Because of the new string dtype, we also implicitly changes the representation of the unique categories in the Categorical dtype repr (aside the object
-> str
change for the dtype):
>>> pd.options.future.infer_string = False
>>> pd.Categorical(list("abca"))
['a', 'b', 'c', 'a']
Categories (3, object): ['a', 'b', 'c']
>>> pd.options.future.infer_string = True
>>> pd.Categorical(list("abca"))
['a', 'b', 'c', 'a']
Categories (3, str): [a, b, c]
So the actual array values are always quotes, but the list of unique categories in the dtype repr goes from ['a', 'b', 'c']
to [a, b, c]
.
Brock already fixed a bunch of xfails in the tests because of this in https://github.com/pandas-dev/pandas/pull/61727. And we also run into this issue for the failing doctests (https://github.com/pandas-dev/pandas/issues/61886).
@jbrockmendel mentioned there:
It isn't 100% obvious that the new repr for Categoricals is an improvement, but it's non-crazy.
With which I agree, also no strong opinion either way.
But before we also go fixing doctests, let's confirm that we are OK with this change. Because if we don't have a strong opinion that it is an improvement, we could also leave it how it was originally (and avoiding some breakage because of this for downstream projects or users (eg who also have doctests))
Comment From: jorisvandenbossche
The technical explanation of this change is that for Categorical.__repr__
, we have a Categorical._repr_categories
helper method that creates this data (called from Categorical._get_repr_footer
, which is used in the categorical repr but also in the Series repr if the dtype is categorical).
This function calls format_array
with QUOTE_NONNUMERIC
:
>>> from pandas.io.formats import format as fmt
>>> from csv import QUOTE_NONNUMERIC
>>> fmt.format_array(np.array(["a", "b"], dtype=object), formatter=None, quoting=QUOTE_NONNUMERIC)
[" 'a'", " 'b'"]
>>> fmt.format_array(pd.array(["a", "b"], dtype="str"), formatter=None, quoting=QUOTE_NONNUMERIC)
[' a', ' b']
But in the case of the string dtype, being an extension dtype, this format_array
uses the values._formatter(boxed=True)
of the ExtensionArray, and in the case of strings, when boxed=True
, those values are not quoted (eg as used in the Series repr, in contrast to the array repr). And so for extension dtypes, the QUOTE_NONNUMERIC
is also ignored.
So given that we also don't quote (or do show the "boxed" repr) for other types, like we don't use quoted strings to represent timestamp categories, the new behaviour seems a little bit more consistent.
But right now we essentially already special case strings in the categorical repr by passing QUOTE_NONNUMERIC
. Thus I think it is also perfectly reasonable to update that existing special case to cover the string dtype as well in addition to object dtype, to preserve the existing behaviour and minimize the repr changes.

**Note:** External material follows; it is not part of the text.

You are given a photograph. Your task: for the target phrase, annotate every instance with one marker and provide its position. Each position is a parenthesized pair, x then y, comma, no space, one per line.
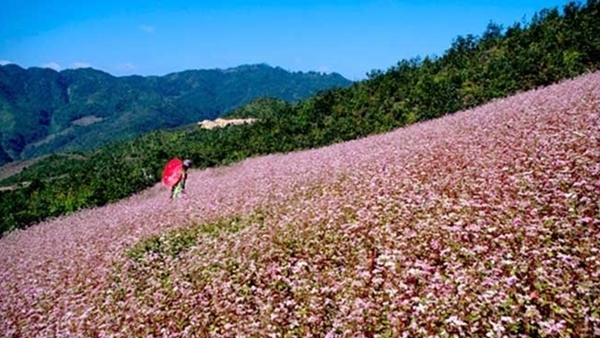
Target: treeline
(555,45)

Comment From: jbrockmendel
There are some remaining CategoricalIndex repr tests that are xfailed bc the padding changes. Would re-enabling the special casing here also get us the old padding behavior? I think it is a little nicer.
Comment From: jorisvandenbossche
I think that is still something else, because that is in formatting the data part of the array/index, not the dtype
Comment From: jorisvandenbossche
I think that is still something else, because that is in formatting the data part of the array/index, not the dtype
But it turned out to be a simple fix -> https://github.com/pandas-dev/pandas/pull/61894
Comment From: jorisvandenbossche
And FWIW I also have a PR with the necessary small change to preserve the special-case quoting for string categories in https://github.com/pandas-dev/pandas/pull/61891 (only, if we want that, I have to update the tests again to get that PR green)